Current Status of State Medicaid Expansion Decisions
Medicaid’s spending has been growing faster than the overall U.S. economy, and the program’s spending is expected to increase on average about 6.8 percent annually from 2015 through 2023, according to the Centers for Medicare & Medicaid Services (CMS). The state Medicaid share and public school education typically comprise the largest expenses of state budgets, and Medicaid’s growing costs continue to be a matter of intense concern during state fiscal deliberations between governors and legislatures. According to CMS, combined federal and state Medicaid spending is estimated to be over $900 billion in 2023 (double from 2013) for expected coverage of over 80 million Americans. Whereas Medicaid was approximately 1 percent of gross domestic product (GDP) in 1985, it could approach 3.4 percent of GDP in 2023.
The federal share for Medicaid – which varies by state based on a formula – ranges from 50 percent to almost 74 percent for 2015. A higher medical assistance percentage is provided to states with lower per capita income. For certain benefits or populations, states may receive federal matching funds at a higher percentage than through the formula calculation.
As provided under the ACA, the federal government will fund 100 percent of the cost for Medicaid expansion beneficiaries in those states that opted for it through 2016; that share will decline gradually to 90 percent by 2020 and beyond.

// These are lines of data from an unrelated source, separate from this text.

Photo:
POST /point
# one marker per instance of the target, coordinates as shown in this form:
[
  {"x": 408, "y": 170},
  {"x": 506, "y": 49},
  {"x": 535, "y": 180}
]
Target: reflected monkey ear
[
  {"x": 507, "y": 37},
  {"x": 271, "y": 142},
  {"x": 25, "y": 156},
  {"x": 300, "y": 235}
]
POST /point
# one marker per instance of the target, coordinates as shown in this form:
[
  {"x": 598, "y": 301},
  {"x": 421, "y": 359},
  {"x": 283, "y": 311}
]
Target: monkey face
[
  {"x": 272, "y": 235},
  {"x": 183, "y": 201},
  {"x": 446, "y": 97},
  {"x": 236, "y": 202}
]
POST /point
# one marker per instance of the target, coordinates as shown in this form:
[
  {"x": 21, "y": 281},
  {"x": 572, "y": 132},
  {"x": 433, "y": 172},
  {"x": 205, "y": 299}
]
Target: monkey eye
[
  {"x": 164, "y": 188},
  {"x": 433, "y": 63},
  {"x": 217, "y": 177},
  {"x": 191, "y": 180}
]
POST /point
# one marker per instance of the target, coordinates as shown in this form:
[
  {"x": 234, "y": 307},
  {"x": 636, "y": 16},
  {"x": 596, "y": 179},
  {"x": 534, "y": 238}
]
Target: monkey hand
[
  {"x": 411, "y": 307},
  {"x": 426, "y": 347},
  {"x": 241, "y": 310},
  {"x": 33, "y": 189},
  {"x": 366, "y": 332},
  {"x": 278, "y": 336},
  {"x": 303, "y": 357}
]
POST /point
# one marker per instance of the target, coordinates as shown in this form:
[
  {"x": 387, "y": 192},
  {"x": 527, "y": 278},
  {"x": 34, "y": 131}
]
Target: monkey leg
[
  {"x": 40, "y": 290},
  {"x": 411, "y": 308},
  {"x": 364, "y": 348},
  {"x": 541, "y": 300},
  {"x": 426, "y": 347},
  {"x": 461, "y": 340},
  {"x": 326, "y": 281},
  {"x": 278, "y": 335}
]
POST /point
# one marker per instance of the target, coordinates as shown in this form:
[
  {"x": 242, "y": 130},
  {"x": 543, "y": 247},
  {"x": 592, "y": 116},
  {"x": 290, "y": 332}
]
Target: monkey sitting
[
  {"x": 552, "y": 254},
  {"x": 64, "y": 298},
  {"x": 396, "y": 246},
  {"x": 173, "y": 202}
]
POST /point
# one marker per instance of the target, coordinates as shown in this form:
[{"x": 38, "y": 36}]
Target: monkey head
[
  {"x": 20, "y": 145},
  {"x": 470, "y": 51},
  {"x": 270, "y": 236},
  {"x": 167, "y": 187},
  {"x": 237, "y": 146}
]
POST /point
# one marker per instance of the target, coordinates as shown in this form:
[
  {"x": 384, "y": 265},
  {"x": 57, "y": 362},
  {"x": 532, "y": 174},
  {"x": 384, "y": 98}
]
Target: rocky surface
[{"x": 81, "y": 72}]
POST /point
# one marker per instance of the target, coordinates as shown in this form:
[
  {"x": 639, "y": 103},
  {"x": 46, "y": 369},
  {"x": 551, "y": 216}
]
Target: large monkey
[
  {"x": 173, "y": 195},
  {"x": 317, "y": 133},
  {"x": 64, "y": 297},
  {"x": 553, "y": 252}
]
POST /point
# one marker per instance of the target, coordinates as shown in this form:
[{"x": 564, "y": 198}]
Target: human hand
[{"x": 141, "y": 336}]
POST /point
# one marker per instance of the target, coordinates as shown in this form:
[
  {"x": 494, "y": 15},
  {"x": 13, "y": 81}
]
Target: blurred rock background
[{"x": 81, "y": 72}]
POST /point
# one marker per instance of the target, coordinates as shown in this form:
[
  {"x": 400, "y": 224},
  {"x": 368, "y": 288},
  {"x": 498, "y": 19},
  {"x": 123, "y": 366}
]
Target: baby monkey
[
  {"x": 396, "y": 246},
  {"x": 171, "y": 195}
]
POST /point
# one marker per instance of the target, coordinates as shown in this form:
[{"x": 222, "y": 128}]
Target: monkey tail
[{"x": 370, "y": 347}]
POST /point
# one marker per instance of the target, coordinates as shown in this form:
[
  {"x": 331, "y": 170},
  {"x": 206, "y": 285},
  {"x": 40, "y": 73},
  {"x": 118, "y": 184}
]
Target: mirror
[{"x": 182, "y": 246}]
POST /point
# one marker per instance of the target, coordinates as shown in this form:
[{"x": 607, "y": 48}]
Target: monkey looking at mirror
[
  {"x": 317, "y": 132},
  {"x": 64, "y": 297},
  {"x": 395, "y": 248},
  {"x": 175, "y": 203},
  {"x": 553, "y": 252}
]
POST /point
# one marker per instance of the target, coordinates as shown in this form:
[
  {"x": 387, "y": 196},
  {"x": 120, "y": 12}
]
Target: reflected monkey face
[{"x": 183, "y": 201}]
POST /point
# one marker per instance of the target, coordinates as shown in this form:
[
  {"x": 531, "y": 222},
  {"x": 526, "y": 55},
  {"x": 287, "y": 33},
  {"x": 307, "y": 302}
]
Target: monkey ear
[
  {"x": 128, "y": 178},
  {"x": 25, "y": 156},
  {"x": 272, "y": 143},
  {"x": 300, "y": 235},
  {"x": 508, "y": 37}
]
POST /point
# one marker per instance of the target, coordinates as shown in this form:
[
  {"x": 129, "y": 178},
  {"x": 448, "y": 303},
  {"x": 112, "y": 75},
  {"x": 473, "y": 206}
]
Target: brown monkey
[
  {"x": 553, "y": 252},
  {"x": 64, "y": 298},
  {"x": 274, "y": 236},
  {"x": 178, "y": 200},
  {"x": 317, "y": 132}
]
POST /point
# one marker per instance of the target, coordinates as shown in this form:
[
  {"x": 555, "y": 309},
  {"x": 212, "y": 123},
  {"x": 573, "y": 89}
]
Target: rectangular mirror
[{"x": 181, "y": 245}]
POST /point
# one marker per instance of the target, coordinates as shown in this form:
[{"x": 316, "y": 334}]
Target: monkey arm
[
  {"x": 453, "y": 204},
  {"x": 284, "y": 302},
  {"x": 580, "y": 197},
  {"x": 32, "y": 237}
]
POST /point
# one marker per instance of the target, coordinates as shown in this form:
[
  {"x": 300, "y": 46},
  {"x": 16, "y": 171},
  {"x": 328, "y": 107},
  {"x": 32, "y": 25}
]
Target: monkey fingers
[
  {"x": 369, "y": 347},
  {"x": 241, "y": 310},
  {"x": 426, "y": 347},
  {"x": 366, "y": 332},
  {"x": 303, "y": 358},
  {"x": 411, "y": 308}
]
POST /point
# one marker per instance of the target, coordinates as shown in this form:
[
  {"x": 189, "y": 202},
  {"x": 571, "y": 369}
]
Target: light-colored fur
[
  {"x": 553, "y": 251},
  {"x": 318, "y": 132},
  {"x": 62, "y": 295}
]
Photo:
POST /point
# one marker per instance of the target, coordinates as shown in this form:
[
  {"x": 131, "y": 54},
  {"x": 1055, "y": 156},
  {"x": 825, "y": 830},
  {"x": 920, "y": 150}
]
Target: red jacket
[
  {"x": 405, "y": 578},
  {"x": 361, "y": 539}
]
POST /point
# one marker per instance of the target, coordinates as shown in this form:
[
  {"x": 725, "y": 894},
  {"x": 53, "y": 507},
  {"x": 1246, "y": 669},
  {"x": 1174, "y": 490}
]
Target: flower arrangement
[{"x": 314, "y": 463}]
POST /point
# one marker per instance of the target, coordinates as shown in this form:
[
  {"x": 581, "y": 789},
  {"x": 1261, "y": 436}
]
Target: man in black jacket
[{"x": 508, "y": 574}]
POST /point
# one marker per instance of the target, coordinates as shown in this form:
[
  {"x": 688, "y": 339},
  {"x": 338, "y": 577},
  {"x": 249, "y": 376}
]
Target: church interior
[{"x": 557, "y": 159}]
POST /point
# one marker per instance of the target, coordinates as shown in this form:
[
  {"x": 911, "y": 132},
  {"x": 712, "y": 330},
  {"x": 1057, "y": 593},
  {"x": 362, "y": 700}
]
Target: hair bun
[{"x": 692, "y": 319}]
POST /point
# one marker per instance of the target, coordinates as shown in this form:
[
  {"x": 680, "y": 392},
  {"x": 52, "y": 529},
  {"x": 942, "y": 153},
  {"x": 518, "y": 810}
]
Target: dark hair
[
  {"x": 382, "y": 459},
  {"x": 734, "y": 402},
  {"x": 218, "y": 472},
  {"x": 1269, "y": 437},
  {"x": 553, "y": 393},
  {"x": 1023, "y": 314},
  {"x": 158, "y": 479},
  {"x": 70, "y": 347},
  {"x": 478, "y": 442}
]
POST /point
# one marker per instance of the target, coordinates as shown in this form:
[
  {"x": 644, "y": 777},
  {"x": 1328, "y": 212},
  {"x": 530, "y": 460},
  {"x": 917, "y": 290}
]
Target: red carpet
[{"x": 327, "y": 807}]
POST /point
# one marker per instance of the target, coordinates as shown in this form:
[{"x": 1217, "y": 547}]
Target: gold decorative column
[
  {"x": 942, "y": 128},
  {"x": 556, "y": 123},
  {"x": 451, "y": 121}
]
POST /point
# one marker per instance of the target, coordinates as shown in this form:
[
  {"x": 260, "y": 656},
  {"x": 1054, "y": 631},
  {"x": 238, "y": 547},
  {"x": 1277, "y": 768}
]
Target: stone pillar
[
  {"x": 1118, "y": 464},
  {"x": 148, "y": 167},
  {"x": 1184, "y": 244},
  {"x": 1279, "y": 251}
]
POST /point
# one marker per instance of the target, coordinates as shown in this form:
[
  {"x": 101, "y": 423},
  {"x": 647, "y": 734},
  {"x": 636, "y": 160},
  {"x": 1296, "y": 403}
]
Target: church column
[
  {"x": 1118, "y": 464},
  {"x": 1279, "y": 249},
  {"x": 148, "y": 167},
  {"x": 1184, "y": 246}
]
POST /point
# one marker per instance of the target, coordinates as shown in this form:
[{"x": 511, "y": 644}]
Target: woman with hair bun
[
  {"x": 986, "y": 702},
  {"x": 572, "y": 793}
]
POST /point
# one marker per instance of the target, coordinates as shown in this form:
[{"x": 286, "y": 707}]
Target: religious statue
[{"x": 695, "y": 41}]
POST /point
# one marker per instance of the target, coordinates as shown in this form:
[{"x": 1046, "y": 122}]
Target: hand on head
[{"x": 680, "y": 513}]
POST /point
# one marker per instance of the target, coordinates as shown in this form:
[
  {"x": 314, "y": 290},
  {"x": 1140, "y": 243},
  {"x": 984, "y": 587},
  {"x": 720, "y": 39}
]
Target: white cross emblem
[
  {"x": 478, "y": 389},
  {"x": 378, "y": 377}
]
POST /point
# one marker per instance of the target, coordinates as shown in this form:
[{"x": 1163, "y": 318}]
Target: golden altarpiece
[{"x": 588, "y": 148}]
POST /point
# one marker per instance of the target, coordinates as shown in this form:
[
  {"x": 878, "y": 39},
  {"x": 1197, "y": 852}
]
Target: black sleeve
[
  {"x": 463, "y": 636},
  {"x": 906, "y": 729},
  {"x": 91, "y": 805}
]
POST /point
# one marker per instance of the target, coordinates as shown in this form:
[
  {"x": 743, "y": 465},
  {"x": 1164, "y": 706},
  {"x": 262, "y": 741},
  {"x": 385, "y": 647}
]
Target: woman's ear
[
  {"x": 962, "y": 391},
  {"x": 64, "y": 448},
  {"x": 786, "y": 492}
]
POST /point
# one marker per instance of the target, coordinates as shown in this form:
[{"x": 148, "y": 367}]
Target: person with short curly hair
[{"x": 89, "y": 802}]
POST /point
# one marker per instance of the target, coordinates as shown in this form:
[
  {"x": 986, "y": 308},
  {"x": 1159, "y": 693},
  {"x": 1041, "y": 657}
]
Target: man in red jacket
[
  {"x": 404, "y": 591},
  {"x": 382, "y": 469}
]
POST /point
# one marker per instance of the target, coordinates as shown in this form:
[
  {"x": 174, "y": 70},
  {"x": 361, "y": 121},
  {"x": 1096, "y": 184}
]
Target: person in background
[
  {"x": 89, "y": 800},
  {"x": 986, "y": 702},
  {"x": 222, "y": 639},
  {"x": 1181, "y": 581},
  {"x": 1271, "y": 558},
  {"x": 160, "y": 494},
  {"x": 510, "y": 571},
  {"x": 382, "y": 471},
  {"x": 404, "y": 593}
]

Medicaid, which is the nation’s largest funder of long-term care services, has historically been heavily programmed toward institutional care for long-term care services. But through changes provided in ACA, states have been given additional flexibility and federal funds to provide services inhome, and through senior centers and other community groups. Additionally, a dozen states are testing models to better integrate and coordinate long-term care services and supports between Medicare and Medicaid for dual eligibles.
The Long-Term Care Partnership Program is a joint state public-private program to incentivize individuals to purchase private long-term care insurance in order to help them pay for long-term care services. Provided for by a 2005 federal law3 that expanded the partnerships beyond limited state pilot programs, the purchase of the coverage was regarded as a benefit to both the policyholder and the public in order to help eliminate, reduce, or delay the need for those individuals to access Medicaid long-term care coverage, which has often been done by a Medicaid “spend-down” where assets have to be spent before Medicaid covers long-term care services.
The Medicaid program is vital to the health of millions of low-income Americans, including children, adults, seniors, and persons with disabilities. States are given flexibility to tailor their Medicaid programs, within certain parameters, to their own unique needs and circumstances. The ACA has added a considerable expansion of Medicaid eligibility to a broader population, including basic, essential benefits plans for newly eligible adults. The growing cost of the Medicaid program remains an ongoing fiscal challenge for both state and federal governments, even with the federal government funding most of Medicaid expansion populations going forward.
2. As defined in section 1302(a) of the Patient Protection and Affordable Care Act. http://www.gpo.gov/fdsys/pkg/PLAW-111publ148/pdf/PLAW-111publ148.pdf
3. The Deficit Reduction Act of 2005 created the Qualified State Long Term Care Partnership program.